While Sir Ian gazed at the portrait, his wife glanced hastily at her own reflection in three inches by two of mirror. Her long oval face was white, and there were shadows under the light blue eyes. Her thin but beautifully cut lips were pale and dry, and the brown hair, softly folding down on either side of the pure forehead, almost covering the ears, lacked lustre. Lady Hereward felt disappointed in herself, although the wide gray hat, which dress and gloves matched, was becoming in shape. She took a tiny powder-puff out of the gold vanity box, and gave a pearly effect to her pallor; then, a touch of pink salve (not vulgar red) outlined the delicate curve of the lips; and last of all, the dove-wing folds of hair were pulled a little more over the ears, which were not as pretty or well made as everything else about Lady Hereward.

"You two dears! how good of you to come, and how glad I am to see you both!" cried Mrs. Forestier's voice at the door.

She was a small, dark woman of large enthusiasms, rather gushing, and perhaps even somewhat insincere—at least Sir Ian thought her so; but he had loved her dead husband dearly, therefore he had a kindly if somewhat contemptuous toleration for her, and an almost romantic affection for Riding Wood.

Mrs. Forestier, bright black eyes shining, dimples twinkling, almost ran to greet Lady Hereward, both plump hands outstretched. The two women presented a strong contrast to one another as they kissed: Lady Hereward tall, slim, dignified and gracious; Mrs. Forestier short, round, energetic, with a rich, peachy bloom of complexion.

"I am lucky to get you at such short notice," she went on.

"We're always delighted to come here, you know," said Lady Hereward, "and we haven't been back from Paris long enough to have made any engagements."

Mrs. Forestier released her friend, and moved a few steps toward Sir Ian.

"Only to think of my keeping you waiting!" she reproached herself.

"It wasn't more than five minutes, and Ian loves mooning about among the portraits," said Lady Hereward.

"Don't you think, Milly, that the Sir Joshua by the staircase reminds one a tiny bit of Terry Ricardo, as she used to be? Heaven knows what she's like now." And Mrs. Forestier glanced at the picture which had been occupying Sir Ian's attention.

Millicent Hereward studied the portrait from a distance for a moment before answering, as if she had never noticed any resemblance, and needed to think the question over.

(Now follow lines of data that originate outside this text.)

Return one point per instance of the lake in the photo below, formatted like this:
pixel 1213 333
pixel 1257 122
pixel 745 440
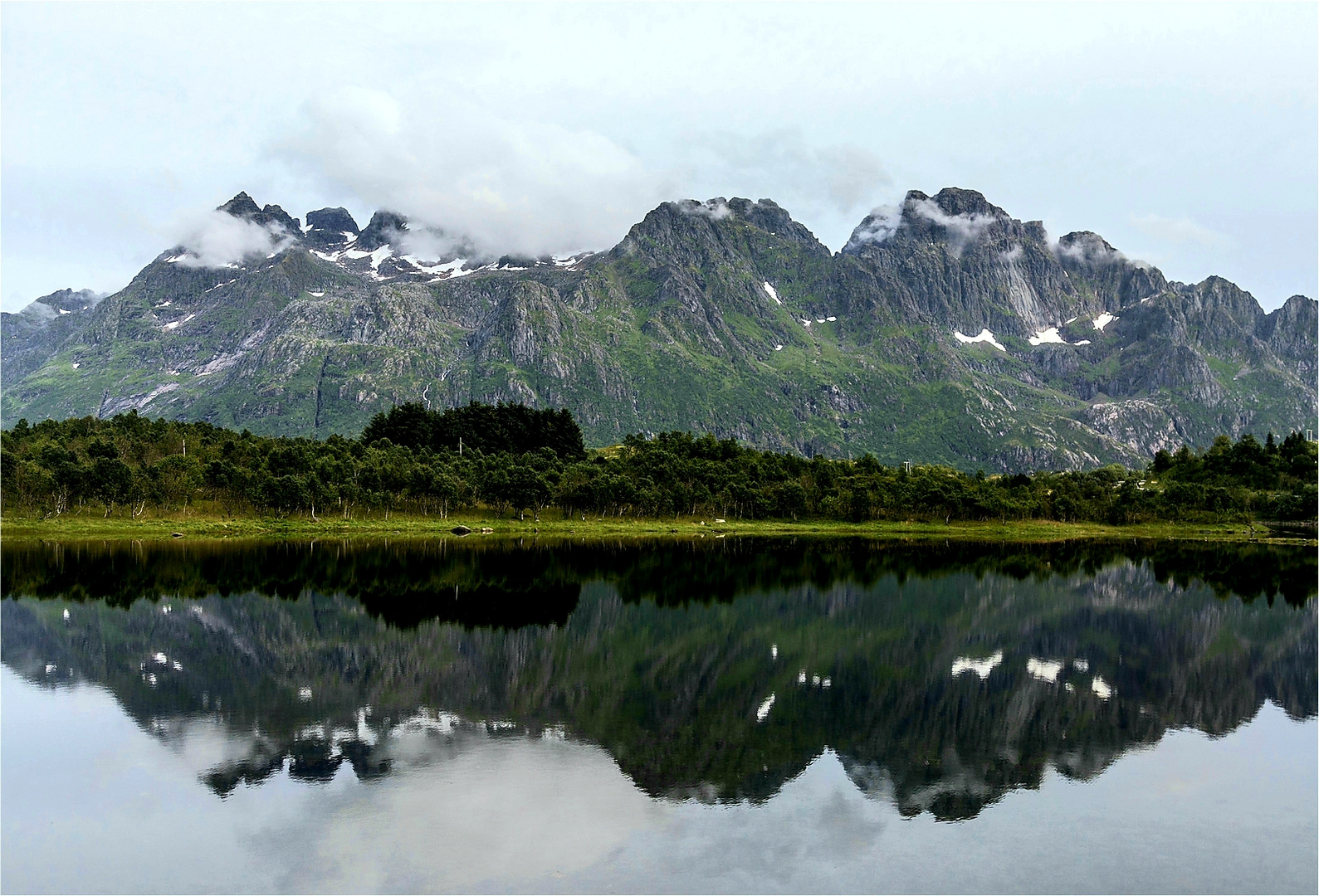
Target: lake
pixel 734 714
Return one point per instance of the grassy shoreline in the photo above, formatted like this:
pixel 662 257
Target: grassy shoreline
pixel 194 526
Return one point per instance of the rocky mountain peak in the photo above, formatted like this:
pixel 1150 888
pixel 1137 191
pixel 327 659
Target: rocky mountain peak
pixel 383 228
pixel 336 221
pixel 243 206
pixel 330 226
pixel 954 201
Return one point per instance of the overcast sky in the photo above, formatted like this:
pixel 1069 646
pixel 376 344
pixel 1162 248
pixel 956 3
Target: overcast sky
pixel 1184 134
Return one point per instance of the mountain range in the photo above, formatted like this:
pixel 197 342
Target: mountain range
pixel 945 331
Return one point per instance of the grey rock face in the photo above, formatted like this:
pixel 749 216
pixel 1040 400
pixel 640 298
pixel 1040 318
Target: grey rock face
pixel 723 316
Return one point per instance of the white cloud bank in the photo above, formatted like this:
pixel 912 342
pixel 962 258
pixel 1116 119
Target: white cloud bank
pixel 217 239
pixel 1180 231
pixel 504 182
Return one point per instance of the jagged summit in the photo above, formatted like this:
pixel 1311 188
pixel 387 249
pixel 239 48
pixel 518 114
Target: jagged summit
pixel 383 230
pixel 243 206
pixel 946 329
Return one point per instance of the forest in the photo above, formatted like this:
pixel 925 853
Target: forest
pixel 515 460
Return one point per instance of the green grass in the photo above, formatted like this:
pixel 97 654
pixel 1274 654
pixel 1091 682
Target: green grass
pixel 93 526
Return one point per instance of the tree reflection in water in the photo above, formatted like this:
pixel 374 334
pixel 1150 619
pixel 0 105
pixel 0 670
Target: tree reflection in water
pixel 942 674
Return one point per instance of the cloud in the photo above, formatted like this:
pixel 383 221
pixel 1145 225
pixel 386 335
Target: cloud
pixel 783 165
pixel 963 230
pixel 876 226
pixel 1086 248
pixel 217 239
pixel 1180 231
pixel 506 185
pixel 504 182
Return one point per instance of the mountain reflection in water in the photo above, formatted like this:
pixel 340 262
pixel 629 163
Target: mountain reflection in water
pixel 940 674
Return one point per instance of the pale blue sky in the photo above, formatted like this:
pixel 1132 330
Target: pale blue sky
pixel 1184 134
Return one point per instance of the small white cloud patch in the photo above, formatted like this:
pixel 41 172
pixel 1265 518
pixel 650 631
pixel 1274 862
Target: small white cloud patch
pixel 1046 336
pixel 1043 670
pixel 980 667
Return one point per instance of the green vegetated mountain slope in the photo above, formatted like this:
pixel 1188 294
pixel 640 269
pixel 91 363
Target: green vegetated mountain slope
pixel 940 678
pixel 723 316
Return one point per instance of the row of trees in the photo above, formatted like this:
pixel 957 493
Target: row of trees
pixel 131 463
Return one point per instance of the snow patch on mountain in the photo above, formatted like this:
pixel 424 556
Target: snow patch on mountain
pixel 983 336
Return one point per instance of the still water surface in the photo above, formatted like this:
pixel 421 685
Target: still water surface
pixel 750 714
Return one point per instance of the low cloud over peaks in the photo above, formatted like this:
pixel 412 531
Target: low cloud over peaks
pixel 219 239
pixel 504 185
pixel 963 230
pixel 1180 231
pixel 877 226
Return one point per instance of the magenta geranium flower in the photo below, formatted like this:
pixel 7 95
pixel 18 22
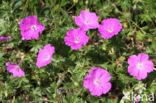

"Perhaps it does, a tiny bit, now you speak of it; though of course Teresina Ricardo couldn't touch Lady Catherine for beauty," she replied at last.

"Perhaps Sir Joshua's idea of Lady Catherine," amended Mrs, Forestier. "If he could have had Teresina for a model, very likely he would have made her even handsomer than Lady Catherine. What do you think, Sir Ian? You used to know Terry in India."

"She was more fascinating than handsome, as I remember her," he answered with just a perceptible stiffening of his thin, brown soldier-face.

"I mean, what do you think about the portrait reminding one of her?"

"There is something like in the expression of the mouth—or the shape of the eyes."

"Or both," added Mrs. Forestier, "and I suppose it's not so very remarkable, since there are a few drops of the same blood in Terry's veins. I hadn't realized the resemblance, till the other day, though I sometimes said to myself: Who is that portrait like? But then I don't suppose I'd thought twice of Terry Ricardo in five years till a week ago—since you and Milly ran over to Paris."

"What made you think of her then?" asked Lady Hereward, turning her favourite ring on her finger.

"Why, she's in England—arrived yesterday, and has come to visit the Norman Ricardos. Maud Ricardo was here about a week ago, and told me they were expecting their cousin Terry."

"Oh!" said Lady Hereward.

Sir Ian said nothing.

Mrs. Forestier flashed one of her bright glances from the wife to the husband.

"Luncheon is served, madam," announced the old butler.